Assine nossa Newsletterfique por dentro de tudo o que rola no centro

A Vida no Centro

Lilian Varella, proprietária do Drosophyla, em casarão de 1920 totalmente restaurado.

Drosophyla: como a empresária Lilian Varella transformou uma casa em ruínas num bar badalado no centro de São Paulo

Casa de 1920 foi totalmente restaurada e virou o Drosophyla, um dos bares mais bonitos e aconchegantes de São Paulo

Por Denize Bacoccina

“Eu sempre gostei de bares off road.” Assim a empresária Lilian Malta Varella define seu estilo como empreendedora. O off road, neste caso, é apenas uma figura de linguagem, já que seu bar, o Drosophyla, está localizado bem no coração de São Paulo, na Rua Nestor Pestana, a um quarteirão de pontos badalados, como o Copan, a Avenida São Luiz e a Praça Roosevelt.

Instalado num casarão construído em 1920 e tombado pelo patrimônio histórico, este é o quinto bar que ela abre com este nome, sempre construindo o local do nada e criando uma atmosfera única, diferente do que se vê em outros lugares.

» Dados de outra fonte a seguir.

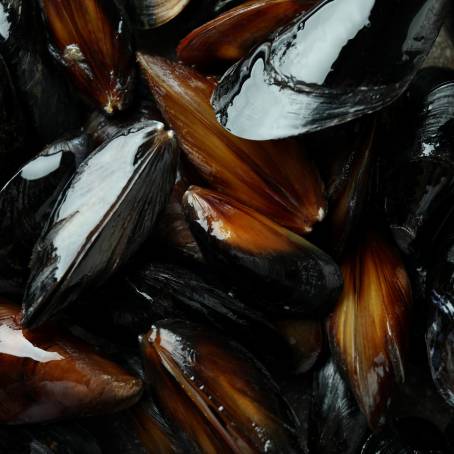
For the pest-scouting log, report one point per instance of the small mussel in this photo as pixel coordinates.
(420, 185)
(340, 61)
(106, 212)
(230, 36)
(293, 275)
(49, 105)
(92, 40)
(336, 425)
(12, 152)
(305, 339)
(346, 156)
(26, 202)
(440, 329)
(407, 436)
(215, 392)
(275, 178)
(155, 13)
(368, 327)
(172, 291)
(49, 375)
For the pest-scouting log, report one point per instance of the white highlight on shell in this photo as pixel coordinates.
(93, 192)
(13, 342)
(4, 22)
(41, 166)
(321, 40)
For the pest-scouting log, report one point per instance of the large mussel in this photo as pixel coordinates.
(338, 62)
(92, 40)
(48, 102)
(420, 181)
(50, 375)
(275, 178)
(215, 392)
(368, 328)
(26, 202)
(230, 36)
(293, 275)
(89, 237)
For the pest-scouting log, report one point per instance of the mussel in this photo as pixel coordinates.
(336, 425)
(155, 13)
(172, 291)
(49, 104)
(215, 392)
(407, 436)
(440, 328)
(342, 60)
(293, 275)
(12, 144)
(26, 202)
(48, 375)
(420, 181)
(230, 36)
(92, 40)
(274, 178)
(101, 219)
(368, 328)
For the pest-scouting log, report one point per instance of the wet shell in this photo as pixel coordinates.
(342, 60)
(275, 178)
(87, 237)
(369, 326)
(48, 375)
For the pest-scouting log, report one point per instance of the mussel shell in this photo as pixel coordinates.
(290, 274)
(155, 13)
(336, 425)
(26, 202)
(340, 61)
(407, 436)
(215, 392)
(420, 186)
(230, 36)
(12, 143)
(49, 375)
(174, 292)
(276, 178)
(49, 104)
(92, 40)
(368, 329)
(87, 237)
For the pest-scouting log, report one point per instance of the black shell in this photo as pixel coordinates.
(26, 203)
(338, 62)
(89, 237)
(420, 181)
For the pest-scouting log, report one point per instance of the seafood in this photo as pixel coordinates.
(336, 423)
(295, 276)
(88, 237)
(154, 13)
(215, 392)
(48, 103)
(174, 292)
(368, 328)
(230, 36)
(26, 202)
(48, 375)
(420, 185)
(340, 61)
(266, 176)
(92, 41)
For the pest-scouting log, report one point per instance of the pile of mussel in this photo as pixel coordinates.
(226, 227)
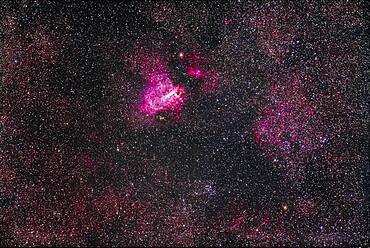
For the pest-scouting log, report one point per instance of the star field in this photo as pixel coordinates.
(192, 123)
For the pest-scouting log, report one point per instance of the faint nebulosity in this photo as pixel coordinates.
(184, 123)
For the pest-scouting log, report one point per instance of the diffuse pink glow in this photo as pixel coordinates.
(161, 94)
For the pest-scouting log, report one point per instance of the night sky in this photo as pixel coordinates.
(168, 123)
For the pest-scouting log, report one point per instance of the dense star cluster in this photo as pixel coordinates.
(184, 123)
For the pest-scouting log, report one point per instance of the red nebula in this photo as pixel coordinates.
(162, 95)
(289, 128)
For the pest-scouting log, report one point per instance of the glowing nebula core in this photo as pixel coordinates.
(160, 94)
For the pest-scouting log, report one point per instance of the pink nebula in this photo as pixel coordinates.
(289, 128)
(160, 93)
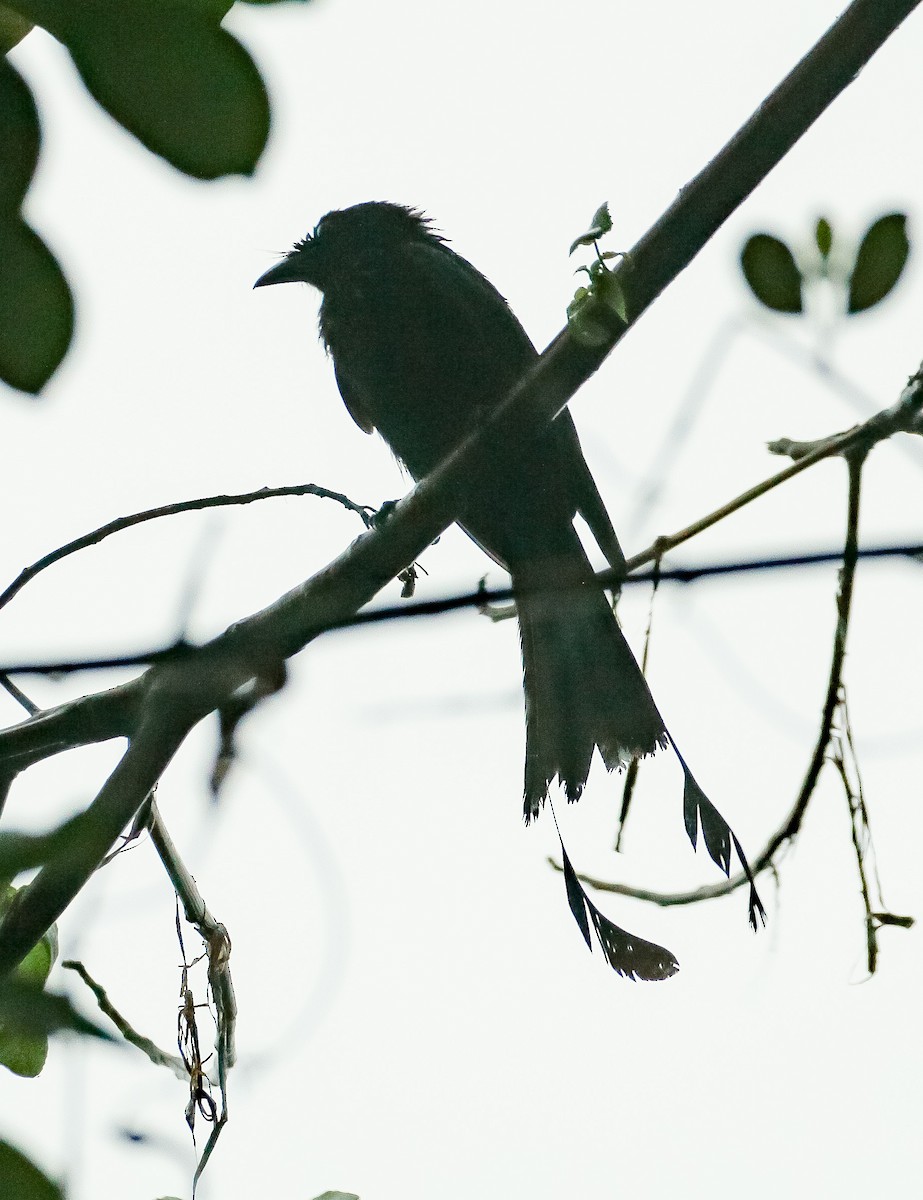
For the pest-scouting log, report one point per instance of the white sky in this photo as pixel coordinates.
(418, 1014)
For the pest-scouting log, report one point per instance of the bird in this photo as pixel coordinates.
(423, 347)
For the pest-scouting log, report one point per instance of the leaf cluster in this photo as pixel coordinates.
(168, 73)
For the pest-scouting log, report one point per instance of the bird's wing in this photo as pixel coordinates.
(353, 401)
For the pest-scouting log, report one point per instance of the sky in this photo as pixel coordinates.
(418, 1012)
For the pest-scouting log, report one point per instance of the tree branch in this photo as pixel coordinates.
(171, 697)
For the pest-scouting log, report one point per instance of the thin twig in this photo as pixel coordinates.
(168, 510)
(792, 823)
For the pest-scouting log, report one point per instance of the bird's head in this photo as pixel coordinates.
(348, 240)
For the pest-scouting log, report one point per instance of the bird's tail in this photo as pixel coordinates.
(583, 688)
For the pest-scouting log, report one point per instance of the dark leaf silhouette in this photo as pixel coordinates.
(19, 137)
(627, 954)
(37, 307)
(823, 237)
(880, 262)
(773, 275)
(22, 1179)
(171, 75)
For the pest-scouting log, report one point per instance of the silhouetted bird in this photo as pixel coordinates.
(423, 347)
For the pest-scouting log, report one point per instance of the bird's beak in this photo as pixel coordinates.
(288, 270)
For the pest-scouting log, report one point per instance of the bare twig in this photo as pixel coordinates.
(159, 1057)
(171, 699)
(792, 823)
(168, 510)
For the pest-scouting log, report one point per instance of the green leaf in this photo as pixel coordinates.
(36, 305)
(171, 75)
(19, 137)
(13, 29)
(599, 226)
(771, 270)
(823, 237)
(880, 262)
(28, 1009)
(22, 1180)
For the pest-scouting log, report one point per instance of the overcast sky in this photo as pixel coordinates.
(419, 1017)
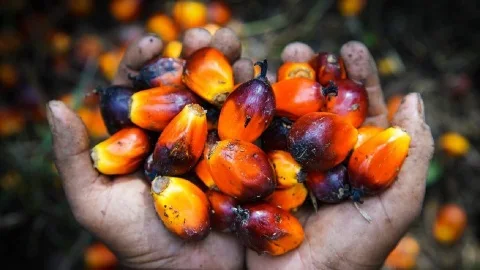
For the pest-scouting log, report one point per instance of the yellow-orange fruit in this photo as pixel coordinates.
(181, 143)
(290, 70)
(164, 27)
(454, 144)
(374, 165)
(405, 254)
(182, 206)
(189, 14)
(268, 229)
(288, 199)
(241, 170)
(365, 133)
(450, 224)
(99, 256)
(154, 108)
(209, 74)
(122, 153)
(173, 49)
(288, 172)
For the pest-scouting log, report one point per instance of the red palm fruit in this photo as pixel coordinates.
(161, 71)
(365, 133)
(290, 70)
(351, 103)
(181, 143)
(222, 215)
(288, 172)
(290, 198)
(329, 67)
(268, 229)
(114, 106)
(209, 74)
(320, 140)
(183, 207)
(154, 108)
(299, 96)
(248, 111)
(374, 165)
(275, 136)
(122, 153)
(241, 169)
(330, 186)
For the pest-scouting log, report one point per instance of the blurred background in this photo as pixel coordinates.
(64, 49)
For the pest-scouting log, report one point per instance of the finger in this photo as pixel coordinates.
(228, 43)
(194, 39)
(297, 52)
(362, 68)
(243, 70)
(136, 56)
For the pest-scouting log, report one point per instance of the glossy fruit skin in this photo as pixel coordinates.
(248, 110)
(329, 67)
(268, 229)
(209, 74)
(241, 170)
(297, 97)
(114, 106)
(222, 215)
(290, 70)
(275, 136)
(330, 186)
(154, 108)
(183, 207)
(320, 140)
(450, 224)
(122, 153)
(161, 71)
(290, 198)
(288, 172)
(365, 133)
(374, 165)
(182, 142)
(351, 102)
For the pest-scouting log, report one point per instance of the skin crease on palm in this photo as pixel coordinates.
(120, 211)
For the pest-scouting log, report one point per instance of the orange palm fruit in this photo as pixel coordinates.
(160, 71)
(405, 254)
(222, 216)
(320, 140)
(365, 133)
(241, 169)
(290, 198)
(450, 224)
(218, 12)
(374, 165)
(181, 143)
(154, 108)
(209, 74)
(351, 102)
(288, 172)
(268, 229)
(182, 206)
(299, 96)
(173, 49)
(122, 153)
(248, 110)
(125, 10)
(290, 70)
(189, 14)
(328, 67)
(163, 26)
(392, 105)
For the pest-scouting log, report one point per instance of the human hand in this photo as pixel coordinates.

Enquanto a maioria das novas casas tem optado por uma decoração clean ou com estilo industrial, o Drosophyla, ou Dro, como é chamado por ela, faz o cliente se sentir como se estivesse na casa de um amigo, com seus sofás e poltronas espalhados pelos cômodos e sua iluminação aconchegante.

A história de Lilian com bares batizados de Drosophyla (para quem não sabe, a mosquinha da fruta, um nome que ficou na sua cabeça desde que estudou o assunto num livro de Biologia) vem de 1986, quando abriu o primeiro, em Belo Horizonte, onde morava. “Era uma garaginha”, conta Lilian. “Não tinha nem banheiro, a gente pedia emprestado para o vizinho.” Quando teve que sair do ponto, ela procurou outro local fora do circuito, e instalou o segundo Drosophyla no Bairro Preto, que na época era uma região desabitada. O bar ficava no primeiro andar de um prédio, e cada quarto tinha um ambiente diferente.

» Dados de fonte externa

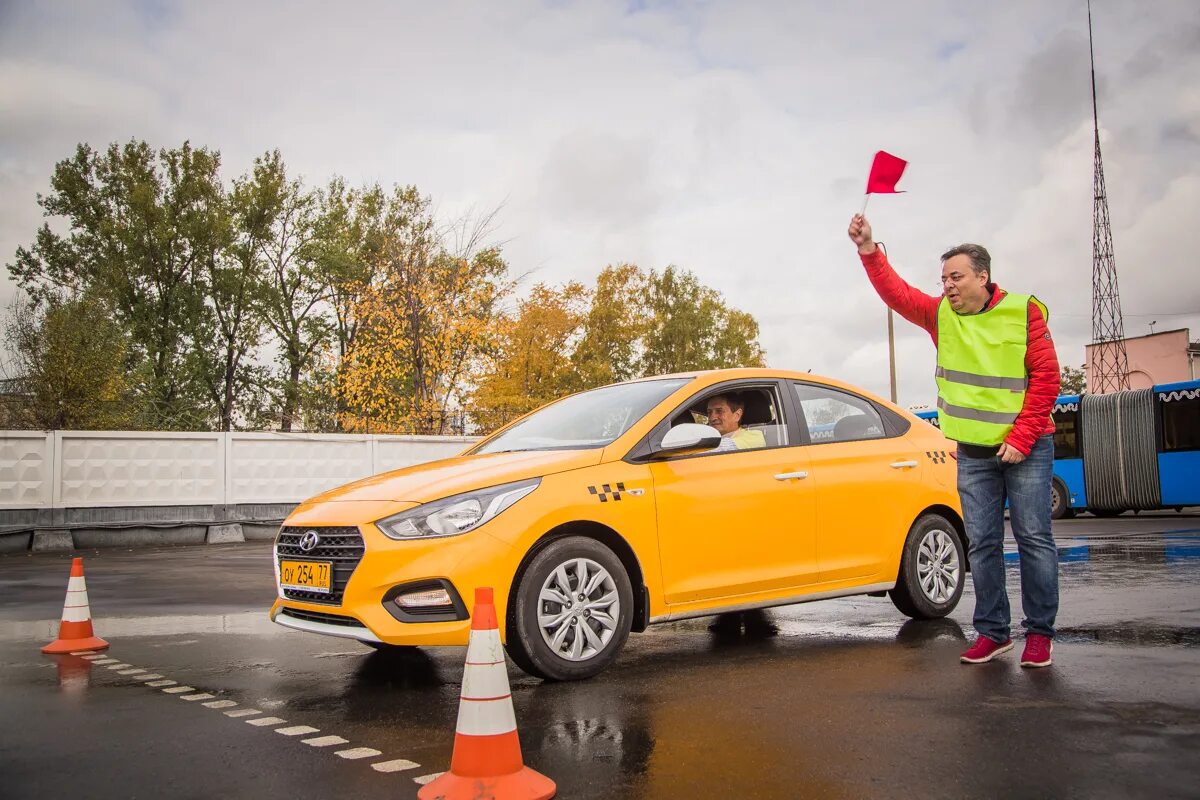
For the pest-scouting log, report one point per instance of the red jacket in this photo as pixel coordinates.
(1041, 360)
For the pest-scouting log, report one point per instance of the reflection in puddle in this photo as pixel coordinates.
(1140, 635)
(1127, 549)
(75, 673)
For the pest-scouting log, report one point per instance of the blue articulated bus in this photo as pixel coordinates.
(1125, 451)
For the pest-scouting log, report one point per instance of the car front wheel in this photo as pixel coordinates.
(571, 612)
(933, 570)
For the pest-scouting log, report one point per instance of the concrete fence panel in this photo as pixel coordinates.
(27, 469)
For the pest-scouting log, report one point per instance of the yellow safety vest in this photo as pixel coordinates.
(981, 368)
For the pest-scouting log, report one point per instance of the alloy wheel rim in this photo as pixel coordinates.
(577, 609)
(937, 566)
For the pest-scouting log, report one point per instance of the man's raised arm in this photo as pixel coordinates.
(906, 300)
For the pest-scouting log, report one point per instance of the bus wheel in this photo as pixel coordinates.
(1060, 501)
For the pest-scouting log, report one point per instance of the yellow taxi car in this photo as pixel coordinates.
(617, 507)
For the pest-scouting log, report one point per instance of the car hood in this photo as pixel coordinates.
(441, 479)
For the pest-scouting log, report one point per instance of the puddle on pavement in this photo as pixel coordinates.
(1137, 635)
(1161, 548)
(246, 623)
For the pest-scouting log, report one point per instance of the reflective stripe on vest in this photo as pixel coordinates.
(981, 370)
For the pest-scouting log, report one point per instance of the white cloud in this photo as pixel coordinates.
(729, 138)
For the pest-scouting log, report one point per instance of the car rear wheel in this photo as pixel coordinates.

O terceiro Drosophyla, em 1992, ainda na capital mineira, era um galpão de quase 600 metros, de frente para uma ferrovia. O local era simples, mas fez história. “Tinha um grande palco onde o J Quest começou a tocar. Eu era madrinha, apresentava a banda”, conta. Como o espaço era amplo, foi decorado com pouco dinheiro e muita criatividade: barris virados para baixo viraram mesas, tapetes velhos disfarçavam o chão irregular e as bebidas eram servidas em copos plásticos porque não havia estrutura para lavar a louça. “O Drosophyla já tinha esse DNA de fazer o novo, o diferente”, diz Lilian.

Decoração faz o cliente se sentir como se estivesse na casa de um amigo

Decoração faz o cliente se sentir como se estivesse na casa de um amigo

Para respeitar o tombamento, bar teve que ser encaixado sem apoio nas paredes da casa

Para respeitar o tombamento, bar teve que ser encaixado sem apoio nas paredes da casa

Mudança pra São Paulo

DNA que foi mantido quando a empresária se mudou para São Paulo cinco anos depois, quando se casou com um neozelandês, professor de Sociologia que mudou para o Brasil. Na nova cidade, Lilian, achou que era hora de mudar de vida. Tentou trabalhar em outra área. Mas não conseguiu ficar longe da agitação cultural por muito tempo.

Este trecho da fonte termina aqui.